Il y a quelque temps, j'ai dû faire face à un constat simple: je n'y arrivais plus seul. Le manoir était trop grand, trop difficile à entretenir et j'étais trop vieux. Et puis, je ne la supportais plus, cette solitude. Moi, qui avais passé ma vie à vadrouiller sans attaches, je n'arrivais plus à surmonter cette pesanteur de n'avoir personne. Alors, j'ai pris la décision d'engager un homme à tout faire. J'ai publié une annonce dans le journal local et Théo est apparut un aprés-midi sur le pas de la porte.
Elle fut un soutien de tous les instants. On s'habitue vite au confort d'être choyé. Comme une ombre, elle s'était glissée dans chaque recoin de mon quotidien. Sans s'imposer, avec attention et retenue. Et puis un jour elle ne fut plus là.
Et ce récit est l’unique chose qui me reste d'elle.
Les quelques feuilles noircies de son écriture nerveuse s’étaient glissées sous son armoire. Je les ai découvertes quelques mois après son départ. J’ai attendu plusieurs jours encore avant de les lire et je pense l'avoir compris un peu mieux. Elle, dans toute sa complexité et cette décision de partir sans un mot.
J’ai lu et je me suis vu à travers ses yeux: vieux, bougon et excentrique. C’était étrange et un peu vexant.
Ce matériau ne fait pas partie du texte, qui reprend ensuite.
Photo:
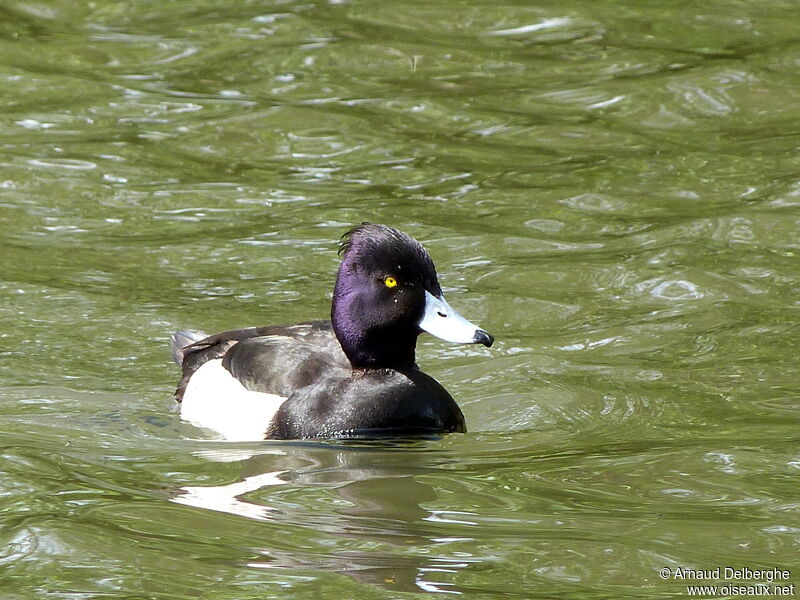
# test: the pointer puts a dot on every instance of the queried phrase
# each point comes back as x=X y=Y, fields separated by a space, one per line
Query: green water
x=610 y=188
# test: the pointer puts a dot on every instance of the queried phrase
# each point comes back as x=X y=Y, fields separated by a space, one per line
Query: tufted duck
x=353 y=376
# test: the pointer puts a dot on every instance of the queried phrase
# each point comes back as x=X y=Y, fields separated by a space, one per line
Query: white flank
x=215 y=399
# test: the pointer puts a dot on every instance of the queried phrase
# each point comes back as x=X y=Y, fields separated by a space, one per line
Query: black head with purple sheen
x=387 y=292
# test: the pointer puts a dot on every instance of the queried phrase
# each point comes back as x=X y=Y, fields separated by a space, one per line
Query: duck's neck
x=375 y=348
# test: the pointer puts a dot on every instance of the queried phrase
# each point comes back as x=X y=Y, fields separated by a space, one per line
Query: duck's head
x=386 y=294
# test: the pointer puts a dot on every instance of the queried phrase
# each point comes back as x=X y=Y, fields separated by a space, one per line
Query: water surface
x=611 y=189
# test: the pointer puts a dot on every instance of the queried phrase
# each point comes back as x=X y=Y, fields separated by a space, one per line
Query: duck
x=353 y=376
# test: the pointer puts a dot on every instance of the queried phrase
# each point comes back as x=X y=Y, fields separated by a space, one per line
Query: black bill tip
x=483 y=337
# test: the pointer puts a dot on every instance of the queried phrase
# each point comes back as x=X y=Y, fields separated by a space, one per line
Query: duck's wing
x=274 y=359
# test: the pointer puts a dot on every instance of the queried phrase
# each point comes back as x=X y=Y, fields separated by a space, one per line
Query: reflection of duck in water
x=380 y=525
x=354 y=376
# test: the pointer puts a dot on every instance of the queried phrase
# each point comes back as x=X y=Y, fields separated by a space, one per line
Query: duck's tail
x=183 y=338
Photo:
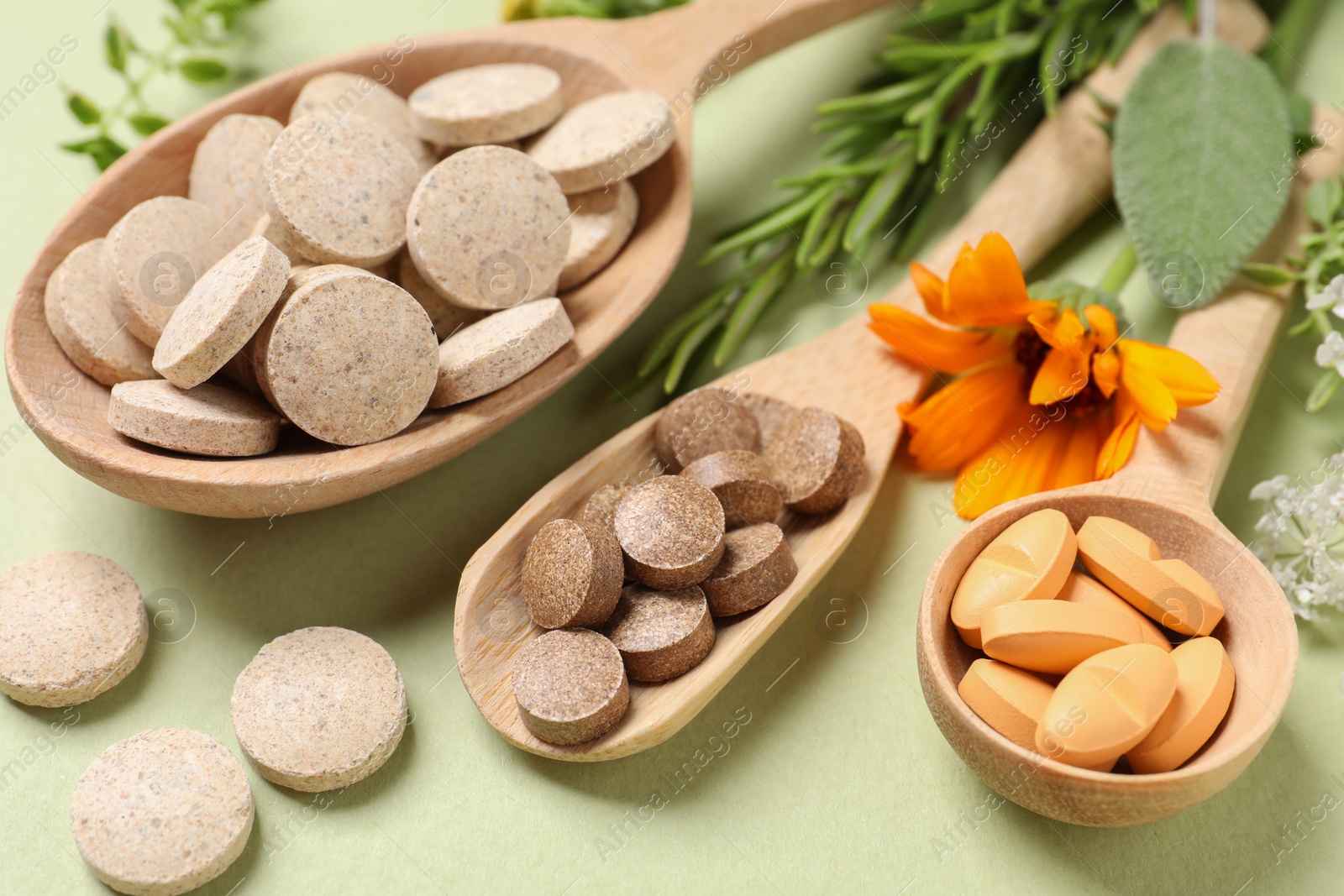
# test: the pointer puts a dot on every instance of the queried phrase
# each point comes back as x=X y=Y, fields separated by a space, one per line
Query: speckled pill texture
x=71 y=625
x=570 y=685
x=319 y=708
x=161 y=813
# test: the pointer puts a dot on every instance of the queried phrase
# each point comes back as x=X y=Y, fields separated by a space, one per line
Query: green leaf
x=1202 y=163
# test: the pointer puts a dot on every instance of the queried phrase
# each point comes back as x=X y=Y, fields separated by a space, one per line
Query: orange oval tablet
x=1026 y=562
x=1106 y=705
x=1205 y=683
x=1054 y=636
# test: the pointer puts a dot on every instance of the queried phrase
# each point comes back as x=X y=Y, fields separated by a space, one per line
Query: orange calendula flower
x=1046 y=396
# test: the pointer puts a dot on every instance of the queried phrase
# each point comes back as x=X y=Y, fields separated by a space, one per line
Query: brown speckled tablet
x=207 y=419
x=660 y=634
x=570 y=685
x=757 y=567
x=319 y=708
x=488 y=228
x=602 y=222
x=158 y=251
x=571 y=575
x=816 y=459
x=743 y=484
x=226 y=172
x=78 y=307
x=340 y=187
x=221 y=312
x=347 y=356
x=71 y=625
x=499 y=349
x=486 y=103
x=605 y=140
x=671 y=530
x=161 y=813
x=703 y=422
x=342 y=93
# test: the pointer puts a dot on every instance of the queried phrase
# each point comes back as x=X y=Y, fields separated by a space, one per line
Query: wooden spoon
x=1050 y=187
x=679 y=54
x=1166 y=490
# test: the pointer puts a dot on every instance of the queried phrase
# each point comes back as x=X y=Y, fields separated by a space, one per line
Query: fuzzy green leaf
x=1202 y=163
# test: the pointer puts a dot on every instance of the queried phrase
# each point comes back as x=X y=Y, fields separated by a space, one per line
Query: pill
x=226 y=172
x=1205 y=684
x=1168 y=591
x=570 y=685
x=756 y=569
x=349 y=358
x=499 y=349
x=703 y=422
x=660 y=634
x=488 y=228
x=78 y=307
x=1028 y=560
x=741 y=483
x=1054 y=636
x=340 y=187
x=671 y=530
x=158 y=251
x=207 y=419
x=319 y=708
x=1010 y=700
x=571 y=575
x=1106 y=705
x=161 y=812
x=602 y=221
x=605 y=140
x=342 y=93
x=71 y=626
x=816 y=459
x=1082 y=589
x=486 y=103
x=221 y=312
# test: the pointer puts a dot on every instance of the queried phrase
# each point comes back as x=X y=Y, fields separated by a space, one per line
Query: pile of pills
x=369 y=261
x=1084 y=669
x=631 y=587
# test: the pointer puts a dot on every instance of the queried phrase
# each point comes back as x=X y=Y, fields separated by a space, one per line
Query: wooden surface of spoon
x=1050 y=186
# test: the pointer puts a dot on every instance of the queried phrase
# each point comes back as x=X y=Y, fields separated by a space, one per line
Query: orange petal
x=948 y=351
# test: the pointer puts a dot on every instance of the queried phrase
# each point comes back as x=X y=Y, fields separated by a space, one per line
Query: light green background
x=840 y=779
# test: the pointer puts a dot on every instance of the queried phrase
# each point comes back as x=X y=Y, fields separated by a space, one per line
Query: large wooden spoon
x=1050 y=187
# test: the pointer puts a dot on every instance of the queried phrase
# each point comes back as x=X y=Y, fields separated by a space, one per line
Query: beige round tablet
x=570 y=685
x=78 y=307
x=671 y=530
x=226 y=172
x=342 y=93
x=499 y=349
x=158 y=251
x=221 y=312
x=488 y=228
x=756 y=569
x=703 y=422
x=605 y=140
x=571 y=575
x=207 y=419
x=660 y=634
x=71 y=625
x=161 y=812
x=816 y=459
x=319 y=708
x=486 y=103
x=340 y=186
x=347 y=356
x=602 y=222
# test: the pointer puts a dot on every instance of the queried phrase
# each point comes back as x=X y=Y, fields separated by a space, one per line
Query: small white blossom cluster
x=1301 y=537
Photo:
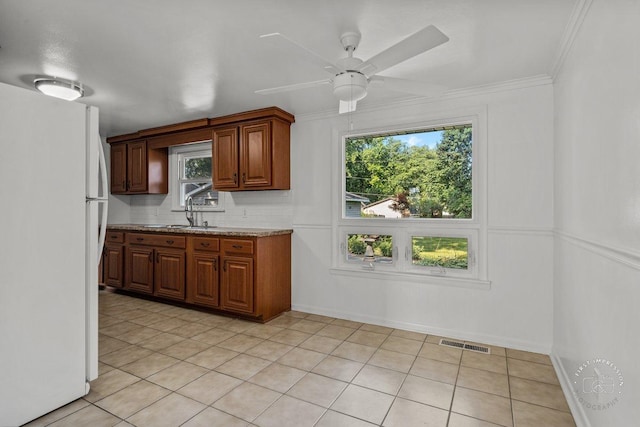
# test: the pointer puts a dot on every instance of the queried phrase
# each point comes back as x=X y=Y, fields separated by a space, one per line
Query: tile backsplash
x=262 y=209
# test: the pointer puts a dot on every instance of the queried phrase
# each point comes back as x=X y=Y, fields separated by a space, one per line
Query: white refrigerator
x=52 y=225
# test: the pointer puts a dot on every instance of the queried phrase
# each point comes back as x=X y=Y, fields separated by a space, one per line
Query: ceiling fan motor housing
x=350 y=86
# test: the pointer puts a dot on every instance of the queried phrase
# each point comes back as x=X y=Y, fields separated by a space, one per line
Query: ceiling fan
x=352 y=76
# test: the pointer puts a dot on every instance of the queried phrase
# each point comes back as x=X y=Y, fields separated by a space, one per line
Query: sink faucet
x=188 y=209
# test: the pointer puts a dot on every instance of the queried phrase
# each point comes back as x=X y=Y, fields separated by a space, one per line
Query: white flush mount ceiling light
x=59 y=88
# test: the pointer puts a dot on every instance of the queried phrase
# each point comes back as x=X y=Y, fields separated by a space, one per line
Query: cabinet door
x=137 y=166
x=170 y=273
x=202 y=276
x=225 y=158
x=113 y=266
x=139 y=269
x=118 y=168
x=255 y=155
x=236 y=287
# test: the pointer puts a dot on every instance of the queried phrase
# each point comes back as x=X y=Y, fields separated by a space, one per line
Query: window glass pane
x=197 y=167
x=369 y=248
x=420 y=174
x=201 y=193
x=436 y=251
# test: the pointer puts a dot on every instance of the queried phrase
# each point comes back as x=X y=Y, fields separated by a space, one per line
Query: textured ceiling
x=147 y=63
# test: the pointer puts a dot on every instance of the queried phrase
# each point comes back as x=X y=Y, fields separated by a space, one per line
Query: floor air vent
x=470 y=347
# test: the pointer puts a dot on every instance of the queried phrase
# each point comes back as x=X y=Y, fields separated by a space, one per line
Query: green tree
x=430 y=181
x=450 y=179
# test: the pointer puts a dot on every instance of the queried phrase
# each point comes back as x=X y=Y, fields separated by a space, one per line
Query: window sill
x=200 y=210
x=426 y=279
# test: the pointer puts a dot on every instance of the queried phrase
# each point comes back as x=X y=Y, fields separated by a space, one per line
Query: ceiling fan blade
x=417 y=43
x=291 y=45
x=347 y=107
x=289 y=88
x=408 y=86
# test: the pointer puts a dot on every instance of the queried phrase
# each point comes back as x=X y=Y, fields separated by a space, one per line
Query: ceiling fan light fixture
x=350 y=86
x=59 y=88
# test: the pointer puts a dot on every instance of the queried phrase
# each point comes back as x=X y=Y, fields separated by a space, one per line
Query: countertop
x=215 y=231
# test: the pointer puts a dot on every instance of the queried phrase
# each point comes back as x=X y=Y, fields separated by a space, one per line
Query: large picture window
x=425 y=173
x=412 y=202
x=193 y=172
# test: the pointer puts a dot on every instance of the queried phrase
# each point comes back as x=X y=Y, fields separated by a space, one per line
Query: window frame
x=176 y=154
x=403 y=229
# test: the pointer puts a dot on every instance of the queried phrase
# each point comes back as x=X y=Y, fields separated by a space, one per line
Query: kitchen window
x=192 y=174
x=412 y=202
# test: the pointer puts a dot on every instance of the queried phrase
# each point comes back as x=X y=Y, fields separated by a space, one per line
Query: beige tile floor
x=162 y=365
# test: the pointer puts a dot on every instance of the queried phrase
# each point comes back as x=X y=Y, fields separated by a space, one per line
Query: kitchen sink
x=186 y=227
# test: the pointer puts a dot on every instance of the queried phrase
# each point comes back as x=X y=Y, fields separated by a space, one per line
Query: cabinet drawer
x=238 y=246
x=210 y=244
x=164 y=240
x=115 y=237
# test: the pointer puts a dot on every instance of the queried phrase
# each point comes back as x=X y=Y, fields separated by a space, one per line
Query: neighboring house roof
x=379 y=202
x=382 y=208
x=351 y=197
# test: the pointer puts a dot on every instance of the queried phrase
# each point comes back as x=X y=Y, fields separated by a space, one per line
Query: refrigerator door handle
x=103 y=198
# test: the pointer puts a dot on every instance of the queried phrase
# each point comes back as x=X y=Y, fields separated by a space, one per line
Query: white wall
x=516 y=311
x=597 y=204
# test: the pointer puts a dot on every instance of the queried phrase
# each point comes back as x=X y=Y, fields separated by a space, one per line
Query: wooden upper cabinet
x=255 y=152
x=136 y=169
x=252 y=156
x=137 y=166
x=225 y=151
x=118 y=168
x=251 y=151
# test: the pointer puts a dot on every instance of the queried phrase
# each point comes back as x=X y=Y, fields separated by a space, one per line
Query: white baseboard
x=577 y=410
x=515 y=344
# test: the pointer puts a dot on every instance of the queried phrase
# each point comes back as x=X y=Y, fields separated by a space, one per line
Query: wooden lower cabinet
x=139 y=269
x=169 y=274
x=246 y=276
x=112 y=265
x=237 y=284
x=202 y=277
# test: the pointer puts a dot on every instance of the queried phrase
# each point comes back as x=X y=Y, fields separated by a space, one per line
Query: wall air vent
x=463 y=346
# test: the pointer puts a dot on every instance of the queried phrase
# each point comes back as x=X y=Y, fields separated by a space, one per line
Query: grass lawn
x=447 y=252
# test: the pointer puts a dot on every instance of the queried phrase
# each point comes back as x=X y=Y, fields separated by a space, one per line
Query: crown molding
x=526 y=82
x=570 y=32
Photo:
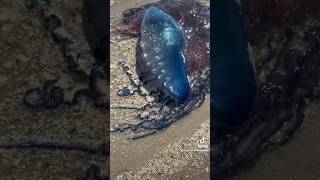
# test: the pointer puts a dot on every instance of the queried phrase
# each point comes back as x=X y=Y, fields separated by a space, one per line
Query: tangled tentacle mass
x=161 y=108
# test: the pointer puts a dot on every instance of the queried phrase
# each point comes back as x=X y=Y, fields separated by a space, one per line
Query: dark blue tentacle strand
x=233 y=77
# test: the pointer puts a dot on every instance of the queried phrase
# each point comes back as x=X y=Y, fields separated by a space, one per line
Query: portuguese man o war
x=233 y=78
x=162 y=65
x=172 y=62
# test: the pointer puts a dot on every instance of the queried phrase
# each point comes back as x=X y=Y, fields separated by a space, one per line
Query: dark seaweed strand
x=78 y=65
x=149 y=124
x=49 y=144
x=69 y=50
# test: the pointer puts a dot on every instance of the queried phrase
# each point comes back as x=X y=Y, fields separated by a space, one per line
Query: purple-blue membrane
x=233 y=78
x=160 y=63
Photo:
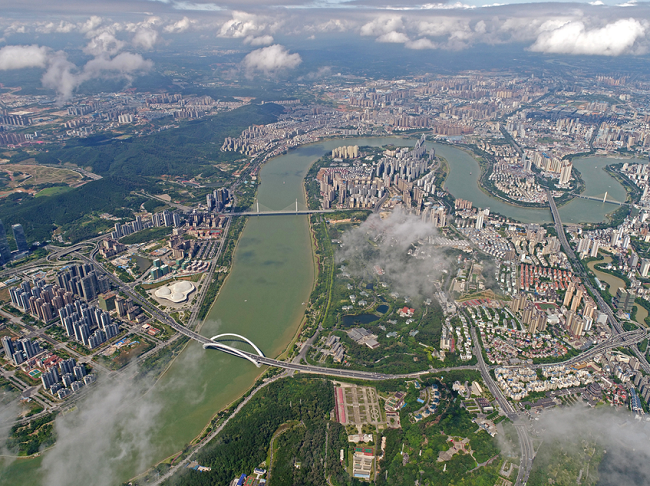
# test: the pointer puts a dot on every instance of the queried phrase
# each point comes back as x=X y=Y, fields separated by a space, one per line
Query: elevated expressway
x=580 y=272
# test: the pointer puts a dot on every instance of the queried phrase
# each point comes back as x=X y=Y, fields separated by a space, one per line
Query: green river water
x=272 y=276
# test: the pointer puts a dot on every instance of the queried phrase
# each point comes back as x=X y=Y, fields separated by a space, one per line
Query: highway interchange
x=619 y=338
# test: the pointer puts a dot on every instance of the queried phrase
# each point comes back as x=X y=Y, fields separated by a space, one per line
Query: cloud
x=180 y=26
x=613 y=39
x=64 y=77
x=382 y=25
x=386 y=243
x=110 y=427
x=271 y=59
x=104 y=43
x=18 y=57
x=91 y=24
x=393 y=37
x=423 y=43
x=59 y=75
x=263 y=40
x=145 y=38
x=242 y=25
x=62 y=27
x=625 y=441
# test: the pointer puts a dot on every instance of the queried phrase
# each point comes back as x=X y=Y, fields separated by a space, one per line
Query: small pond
x=360 y=319
x=382 y=309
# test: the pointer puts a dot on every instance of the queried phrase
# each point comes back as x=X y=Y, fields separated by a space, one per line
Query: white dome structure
x=176 y=292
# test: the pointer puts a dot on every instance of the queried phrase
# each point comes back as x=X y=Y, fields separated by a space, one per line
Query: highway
x=579 y=270
x=525 y=442
x=285 y=212
x=593 y=198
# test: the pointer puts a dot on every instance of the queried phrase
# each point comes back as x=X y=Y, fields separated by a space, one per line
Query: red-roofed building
x=406 y=312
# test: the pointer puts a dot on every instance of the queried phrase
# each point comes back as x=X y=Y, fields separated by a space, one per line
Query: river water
x=462 y=182
x=272 y=276
x=614 y=284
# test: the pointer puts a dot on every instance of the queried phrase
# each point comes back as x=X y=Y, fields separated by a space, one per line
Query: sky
x=119 y=38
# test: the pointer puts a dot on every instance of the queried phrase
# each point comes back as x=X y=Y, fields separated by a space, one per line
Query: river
x=462 y=182
x=271 y=280
x=614 y=284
Mais drôle et vrai.
Je n’ai que très peu côtoyé Salamander Hermingus-Reffel et je me suis surpris à le regretter: il semble être de ceux qui marquent une vie.
Théo me manquera. Pas à la manière d'une amie, mais comme ces belles personnes que l'on n'oublie pas.
Où qu'elle soit, je lui souhaite d'être heureuse.
Ce qu'il me restera avant tout c'est cette douceur qui accompagnait son regard. Et cette histoire qui lui appartient tout entière. »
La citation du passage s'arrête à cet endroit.